VOLO, Ill., April 24 -- The following press release is being issued by Volo Auto Museum:

Volo, Illinois is a rural community approximately 50 miles northwest of Chicago. Volo's mayor is a local pig farmer and the 200 or so folks living in Volo are a close-knit group of citizens who enjoy rural life in America.

A commercial oasis in this quiet community is Volo Auto Museum, opened by the Grams family some 40 years ago. Over the last two-score years Volo has grown in the antique and classic auto museum industry, to the point where the museum attracts both national and international visitors.

Out of NOWHERE, Volvo of North America (now owned by Ford Motor Company), has brought a complaint against Volo Auto Museum before the World Intellectual Property Organization (WIPO), headquartered in Geneva, Switzerland, asserting that Volvo is somehow losing potential customers because in the cyberspace universe there may be either a realistic or fanciful confusion between potential Volvo vehicle purchasers, and those individuals who might be interested in antique, classic or muscle cars which Volo Museum has been displaying and selling for the last 40-years (long before imported Volvo vehicles were introduced into the profitable American marketplace).

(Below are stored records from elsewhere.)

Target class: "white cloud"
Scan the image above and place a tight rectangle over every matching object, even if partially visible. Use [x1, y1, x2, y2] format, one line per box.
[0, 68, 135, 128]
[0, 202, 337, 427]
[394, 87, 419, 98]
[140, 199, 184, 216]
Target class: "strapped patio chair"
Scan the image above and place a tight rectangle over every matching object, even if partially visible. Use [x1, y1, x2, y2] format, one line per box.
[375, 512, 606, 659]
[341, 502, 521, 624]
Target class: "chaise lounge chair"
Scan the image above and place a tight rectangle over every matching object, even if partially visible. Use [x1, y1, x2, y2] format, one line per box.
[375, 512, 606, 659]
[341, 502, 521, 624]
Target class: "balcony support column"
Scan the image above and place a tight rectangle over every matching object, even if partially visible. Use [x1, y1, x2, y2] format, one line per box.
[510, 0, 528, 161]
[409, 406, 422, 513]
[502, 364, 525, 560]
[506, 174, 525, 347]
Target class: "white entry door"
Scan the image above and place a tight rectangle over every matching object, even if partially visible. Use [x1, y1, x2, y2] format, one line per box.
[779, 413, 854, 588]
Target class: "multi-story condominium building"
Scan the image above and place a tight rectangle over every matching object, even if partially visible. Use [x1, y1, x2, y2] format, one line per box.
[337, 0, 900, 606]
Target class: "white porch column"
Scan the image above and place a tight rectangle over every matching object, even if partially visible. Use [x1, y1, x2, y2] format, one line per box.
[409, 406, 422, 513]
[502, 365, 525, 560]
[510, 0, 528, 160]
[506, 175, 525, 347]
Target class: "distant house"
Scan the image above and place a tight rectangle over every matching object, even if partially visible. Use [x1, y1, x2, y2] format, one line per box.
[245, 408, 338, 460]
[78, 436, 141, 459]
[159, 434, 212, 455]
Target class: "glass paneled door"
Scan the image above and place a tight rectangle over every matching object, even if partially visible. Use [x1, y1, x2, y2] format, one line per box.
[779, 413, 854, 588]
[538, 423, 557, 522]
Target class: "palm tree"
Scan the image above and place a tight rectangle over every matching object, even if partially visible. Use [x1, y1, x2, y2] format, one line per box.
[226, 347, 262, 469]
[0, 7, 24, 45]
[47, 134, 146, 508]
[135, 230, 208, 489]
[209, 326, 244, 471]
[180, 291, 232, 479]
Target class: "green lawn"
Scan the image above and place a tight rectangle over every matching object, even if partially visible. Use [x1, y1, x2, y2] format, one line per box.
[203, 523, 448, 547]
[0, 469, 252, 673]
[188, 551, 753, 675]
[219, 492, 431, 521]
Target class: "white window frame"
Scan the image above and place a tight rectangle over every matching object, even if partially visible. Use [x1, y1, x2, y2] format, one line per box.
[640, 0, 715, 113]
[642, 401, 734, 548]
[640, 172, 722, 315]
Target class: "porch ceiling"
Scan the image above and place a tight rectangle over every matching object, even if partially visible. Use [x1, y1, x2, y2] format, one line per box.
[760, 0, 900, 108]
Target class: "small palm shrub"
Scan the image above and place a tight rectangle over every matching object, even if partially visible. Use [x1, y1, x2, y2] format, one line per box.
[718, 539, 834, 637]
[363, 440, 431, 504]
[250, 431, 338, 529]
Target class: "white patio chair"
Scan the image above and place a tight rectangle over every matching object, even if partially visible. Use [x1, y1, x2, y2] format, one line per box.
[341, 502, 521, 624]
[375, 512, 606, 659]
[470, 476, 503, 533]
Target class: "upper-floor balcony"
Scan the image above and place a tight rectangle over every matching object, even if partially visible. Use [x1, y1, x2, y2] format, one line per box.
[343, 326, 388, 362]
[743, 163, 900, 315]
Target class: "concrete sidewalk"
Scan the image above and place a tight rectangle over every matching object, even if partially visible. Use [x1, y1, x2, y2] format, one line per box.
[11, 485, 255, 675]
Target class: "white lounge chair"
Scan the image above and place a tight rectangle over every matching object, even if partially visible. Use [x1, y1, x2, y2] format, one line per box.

For starters, it is unlikely that the individuals responsible for WIPO have so much as a clue regarding the difference between a classic or antique or muscle vehicle and the very fine imported Volvo products. Can you imagine anyone interested in viewing on the Internet or purchasing a 1972 Mustang Mach I, being confused and therefore not purchasing a 2003 Volvo 4-door sedan? Or is Volvo contending that the museum is somehow profiting or being deceitful by displaying a beautifully restored 1958 Thunderbird and, therefore, a potential Volvo customer might be misled into thinking that the restored 1958 Thunderbird is a late model Volvo?

Perhaps the attorneys that filed the Volvo WIPO complaint never bothered to tell Ford Company executives what they were doing or what they had in mind. Or perhaps the attorneys, in their zeal to garner mammoth lawyer fees, are generating nonsensical WIPO complaints with a view toward trying to stamp out a small local enterprise that was displaying and selling classic and antique American produced cars long before Volvo opted to enter the profitable United States marketplace.